There are many plants that will tolerate colder, even freezing temperatures. Onions, peas, and spinach are happy to be planted as soon as the ground is defrosted enough to allow it. Other plants, like kale and broccoli, will tolerate some light frosts and prefer earlier sowing so that they can reach maturity before the summer sizzle really gets going. But, right now, we are talking about those plants that have been anxiously waiting for the frosts to subside. These are the first seeds we should plant in spring.
As soon as the frost is out of the way, seed potatoes should be sown. They’ll do best in loose, well-drained, rich soil that is kept moist and mulched. Potatoes like cool weather, but they don’t dig it when temperatures drop much below freezing. If it gets really hot, they’ll simply keel over. So, get them in as early as possible and enjoy potato salad at those summer barbecues.

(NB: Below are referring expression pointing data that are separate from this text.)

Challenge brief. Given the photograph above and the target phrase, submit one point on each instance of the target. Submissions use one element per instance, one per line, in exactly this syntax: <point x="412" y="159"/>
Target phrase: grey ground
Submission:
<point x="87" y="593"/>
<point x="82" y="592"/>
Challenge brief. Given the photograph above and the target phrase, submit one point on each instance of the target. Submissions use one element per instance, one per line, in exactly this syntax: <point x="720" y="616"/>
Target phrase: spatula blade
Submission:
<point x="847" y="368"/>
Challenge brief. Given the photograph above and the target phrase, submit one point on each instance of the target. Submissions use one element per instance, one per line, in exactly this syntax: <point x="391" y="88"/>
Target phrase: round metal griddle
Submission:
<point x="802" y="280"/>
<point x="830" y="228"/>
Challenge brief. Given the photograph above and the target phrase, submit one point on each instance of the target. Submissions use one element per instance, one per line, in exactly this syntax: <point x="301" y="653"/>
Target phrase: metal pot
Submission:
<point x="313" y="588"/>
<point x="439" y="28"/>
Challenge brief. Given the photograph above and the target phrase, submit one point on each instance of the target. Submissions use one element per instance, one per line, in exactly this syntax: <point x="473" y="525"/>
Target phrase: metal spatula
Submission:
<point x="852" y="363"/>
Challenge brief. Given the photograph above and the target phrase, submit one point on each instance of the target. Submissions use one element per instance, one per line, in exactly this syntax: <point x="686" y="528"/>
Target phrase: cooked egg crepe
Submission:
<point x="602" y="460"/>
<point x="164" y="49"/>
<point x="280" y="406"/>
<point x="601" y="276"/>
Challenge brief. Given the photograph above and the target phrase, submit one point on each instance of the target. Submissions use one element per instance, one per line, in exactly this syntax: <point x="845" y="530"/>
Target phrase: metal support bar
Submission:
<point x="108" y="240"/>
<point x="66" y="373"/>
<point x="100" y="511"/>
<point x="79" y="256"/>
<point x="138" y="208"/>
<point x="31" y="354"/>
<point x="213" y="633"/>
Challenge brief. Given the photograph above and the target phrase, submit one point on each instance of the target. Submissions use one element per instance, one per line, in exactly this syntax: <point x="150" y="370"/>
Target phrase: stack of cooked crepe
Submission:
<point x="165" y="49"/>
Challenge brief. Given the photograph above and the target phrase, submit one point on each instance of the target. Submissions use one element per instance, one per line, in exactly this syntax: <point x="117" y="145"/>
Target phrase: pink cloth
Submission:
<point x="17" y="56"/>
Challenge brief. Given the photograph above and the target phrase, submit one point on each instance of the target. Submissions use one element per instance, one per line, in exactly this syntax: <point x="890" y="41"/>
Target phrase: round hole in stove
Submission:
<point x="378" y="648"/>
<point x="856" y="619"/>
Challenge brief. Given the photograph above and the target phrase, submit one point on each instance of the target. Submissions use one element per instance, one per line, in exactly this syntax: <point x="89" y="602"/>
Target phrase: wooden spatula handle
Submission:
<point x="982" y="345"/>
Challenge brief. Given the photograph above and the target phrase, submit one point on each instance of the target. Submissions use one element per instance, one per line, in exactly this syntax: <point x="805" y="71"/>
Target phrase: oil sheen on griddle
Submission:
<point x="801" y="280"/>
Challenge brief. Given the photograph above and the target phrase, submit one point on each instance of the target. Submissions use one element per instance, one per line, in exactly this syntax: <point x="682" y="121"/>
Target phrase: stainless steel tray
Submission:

Radishes can actually go in the ground a little sooner, but they are a fast-growing vegetable that should be planted often. Sowing them every couple of weeks will keep those spring salads zesty, with a spicy crunch and vibrant color. Radishes make great companion plants for many vegetables, so they are something to put all around the garden.
In the same family as spinach, a real wintertime warrior, beets require a little bit warmer temperatures (getting toward 50 degrees) to start. Planting tips include taking it easy on the nitrogen, as it will cause bigger leaves but smaller bulbs, and making sure that the soil is otherwise nutrient-rich. A spring leaf compost would likely be spot on for beets, and the seeds should be planted directly in the garden.
Not most popular of veggies, turnips — the roots — are actually very delicious, easy-going vegetables that can add something different to the mix. And, the greens are amazing, especially in those spring temperatures that are still dipping into the 40s. Turnip greens sweeten a little in the crisp air, so it’s better to get them in before the summer scorches everything.
Chard can be a beautiful, colorful addition to gardens, with some varieties almost like a full-fledged ornamental plants. Nevertheless, they are delicious and highly nutritious, and they want to be put in the ground when temperatures are at about that 50-degree mark, the same as beets, which they actually are but lacking the edible bulb. Sow them directly in the ground.
Nothing says the season has begun quite so definitely as a fresh, green salad. Lettuces can tolerate an occasional frost, and loose-leaf varieties come up really quickly. Within the a few weeks, keen gardeners will be enjoying the bounty of spring. Lettuce loves very fertile soil and a lot of water.
Cauliflower & Cabbage
Cauliflower and cabbage are close relatives, and they work very similarly in the garden, and they should actually be planted around two weeks before the final frost, but they could be squeezed in a tiny bit later. Fall crops are said to be more productive than spring, but spring plantings can provide heads within about ten weeks.
Once this group is in the ground and the early winter sowings are showing some promise, it’s time to start thinking about the summertime selection, all those delicious tomatoes and peppers and cucumbers coming soon. That’s the beauty of gardening at home – something new and fresh and plentiful is just a few weeks away!